Conclusion— Circulating Ca and Pi levels are associated with risks of total, cardiovascular, and noncardiovascular mortality in the community, and their conjoint effects are additive. Additional studies are warranted to evaluate whether Ca and Pi are modifiable risk factors in the general population.
Maintenance of normal serum calcium (Ca) and inorganic phosphorous (Pi) levels is a prerequisite for multiple physiological processes, including bone formation, vascular function, several metabolic pathways, and intracellular signaling. Accordingly, abnormalities in Ca and Pi homeostasis have been implicated as direct or indirect culprits in a variety of skeletal, endocrine, and cardiovascular disorders.1–3 In the community, abnormalities in Ca and Pi metabolism are most commonly found in individuals with impaired renal function.
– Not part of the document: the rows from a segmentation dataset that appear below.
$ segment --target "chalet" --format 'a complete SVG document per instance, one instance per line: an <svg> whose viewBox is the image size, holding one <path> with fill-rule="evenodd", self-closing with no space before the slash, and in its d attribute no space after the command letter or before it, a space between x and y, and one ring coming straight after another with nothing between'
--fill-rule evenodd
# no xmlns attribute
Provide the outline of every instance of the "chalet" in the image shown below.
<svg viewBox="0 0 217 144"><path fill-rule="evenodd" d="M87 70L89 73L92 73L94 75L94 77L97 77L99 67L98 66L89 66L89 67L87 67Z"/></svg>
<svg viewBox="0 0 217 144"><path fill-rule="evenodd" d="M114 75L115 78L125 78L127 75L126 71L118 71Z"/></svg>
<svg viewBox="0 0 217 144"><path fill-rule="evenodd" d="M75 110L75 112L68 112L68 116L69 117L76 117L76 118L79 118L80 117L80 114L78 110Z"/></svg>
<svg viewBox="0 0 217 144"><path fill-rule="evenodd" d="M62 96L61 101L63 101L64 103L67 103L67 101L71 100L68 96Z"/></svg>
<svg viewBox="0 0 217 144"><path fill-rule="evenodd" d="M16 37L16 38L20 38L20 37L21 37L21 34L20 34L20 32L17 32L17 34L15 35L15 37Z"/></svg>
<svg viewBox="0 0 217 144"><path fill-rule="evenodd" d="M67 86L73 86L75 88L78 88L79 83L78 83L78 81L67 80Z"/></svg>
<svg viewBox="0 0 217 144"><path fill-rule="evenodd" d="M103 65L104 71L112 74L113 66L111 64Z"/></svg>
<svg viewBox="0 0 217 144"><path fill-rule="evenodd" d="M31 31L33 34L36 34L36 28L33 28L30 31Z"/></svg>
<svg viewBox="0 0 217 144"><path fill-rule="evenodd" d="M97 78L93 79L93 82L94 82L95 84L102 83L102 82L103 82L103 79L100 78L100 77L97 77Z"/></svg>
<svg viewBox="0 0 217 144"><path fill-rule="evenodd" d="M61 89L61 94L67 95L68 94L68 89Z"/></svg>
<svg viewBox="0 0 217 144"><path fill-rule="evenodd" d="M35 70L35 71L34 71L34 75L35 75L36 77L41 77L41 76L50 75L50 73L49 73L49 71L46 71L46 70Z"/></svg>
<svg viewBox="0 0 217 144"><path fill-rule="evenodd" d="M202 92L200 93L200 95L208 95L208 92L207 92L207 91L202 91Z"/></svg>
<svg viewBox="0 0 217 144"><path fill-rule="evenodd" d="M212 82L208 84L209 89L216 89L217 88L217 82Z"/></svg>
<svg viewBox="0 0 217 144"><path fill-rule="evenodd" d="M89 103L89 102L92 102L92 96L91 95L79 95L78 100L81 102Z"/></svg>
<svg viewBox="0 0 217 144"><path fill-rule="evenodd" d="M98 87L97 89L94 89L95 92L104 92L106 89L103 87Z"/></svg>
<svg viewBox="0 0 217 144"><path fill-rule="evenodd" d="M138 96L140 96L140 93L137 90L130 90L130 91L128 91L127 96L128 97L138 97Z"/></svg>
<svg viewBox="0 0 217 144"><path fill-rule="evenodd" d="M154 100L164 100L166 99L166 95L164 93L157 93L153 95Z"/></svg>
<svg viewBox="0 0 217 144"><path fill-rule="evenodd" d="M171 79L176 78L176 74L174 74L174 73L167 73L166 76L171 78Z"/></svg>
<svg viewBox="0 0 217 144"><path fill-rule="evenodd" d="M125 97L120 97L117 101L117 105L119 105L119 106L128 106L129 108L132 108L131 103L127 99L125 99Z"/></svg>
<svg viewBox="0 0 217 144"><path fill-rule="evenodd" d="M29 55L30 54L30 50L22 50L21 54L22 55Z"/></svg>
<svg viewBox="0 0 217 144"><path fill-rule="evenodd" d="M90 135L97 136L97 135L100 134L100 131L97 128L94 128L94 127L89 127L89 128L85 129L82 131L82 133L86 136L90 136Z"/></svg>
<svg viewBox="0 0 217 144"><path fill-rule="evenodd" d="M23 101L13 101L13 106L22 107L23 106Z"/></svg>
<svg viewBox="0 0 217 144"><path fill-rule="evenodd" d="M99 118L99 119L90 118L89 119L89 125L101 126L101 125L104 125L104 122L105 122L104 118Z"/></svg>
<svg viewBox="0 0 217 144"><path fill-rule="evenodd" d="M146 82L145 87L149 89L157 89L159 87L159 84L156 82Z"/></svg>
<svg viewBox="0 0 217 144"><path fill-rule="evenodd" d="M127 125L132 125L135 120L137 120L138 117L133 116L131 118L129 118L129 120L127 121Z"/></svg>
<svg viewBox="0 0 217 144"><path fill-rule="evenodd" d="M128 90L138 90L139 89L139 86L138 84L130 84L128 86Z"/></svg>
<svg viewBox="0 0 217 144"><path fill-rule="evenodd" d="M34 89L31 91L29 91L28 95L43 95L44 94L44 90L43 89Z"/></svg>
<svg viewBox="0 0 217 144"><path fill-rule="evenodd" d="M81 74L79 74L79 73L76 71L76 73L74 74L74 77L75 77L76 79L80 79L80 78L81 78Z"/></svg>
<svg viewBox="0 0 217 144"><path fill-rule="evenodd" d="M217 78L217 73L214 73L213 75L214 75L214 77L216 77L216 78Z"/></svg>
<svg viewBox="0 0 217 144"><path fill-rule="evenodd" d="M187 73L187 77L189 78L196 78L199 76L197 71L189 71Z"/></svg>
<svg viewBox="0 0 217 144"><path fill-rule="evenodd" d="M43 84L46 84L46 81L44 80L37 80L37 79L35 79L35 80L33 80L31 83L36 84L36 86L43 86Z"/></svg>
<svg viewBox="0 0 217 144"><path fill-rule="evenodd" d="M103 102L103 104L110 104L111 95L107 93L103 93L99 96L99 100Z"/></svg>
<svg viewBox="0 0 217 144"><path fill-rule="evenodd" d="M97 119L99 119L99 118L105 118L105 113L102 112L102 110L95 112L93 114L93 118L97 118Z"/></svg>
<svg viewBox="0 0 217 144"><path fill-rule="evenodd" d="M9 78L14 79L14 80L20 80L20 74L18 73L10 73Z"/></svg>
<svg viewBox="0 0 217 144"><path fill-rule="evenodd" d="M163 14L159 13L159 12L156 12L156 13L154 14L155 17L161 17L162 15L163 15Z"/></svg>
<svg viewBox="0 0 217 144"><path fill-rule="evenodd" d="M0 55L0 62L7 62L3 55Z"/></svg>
Major consequences of hyperphosphatemia and an elevated Ca×Pi product ([Ca×Pi]) in patients with chronic kidney disease (CKD) are vascular calcification and increased risk of cardiovascular morbidity and mortality.4,5 Recent studies also support that a higher serum Pi levels, even within the normal range, are associated with abnormal vascular phenotypes such as increased carotid intima-media thickness6 and arterial stiffness.7
Data on the prospective associations of circulating Ca, Pi, and [Ca×Pi] to mortality in the community are scarce. In a recent community-based study, serum Pi, but not Ca, levels were related to risk of cardiovascular events.8 In contrast, another study showed that higher serum Ca predicted myocardial infarction in middle-aged men.9 It is largely unexplored whether the risks associated with higher Ca and Pi are sustained over longer time periods. More importantly, given the diverse functions of Ca and Pi in human physiology, it remains to be investigated whether circulating Ca and Pi levels in healthy individuals are related to noncardiovascular mortality. A recent study by Onufrak et al10 identified an association between serum Pi level and risk of all-cause mortality.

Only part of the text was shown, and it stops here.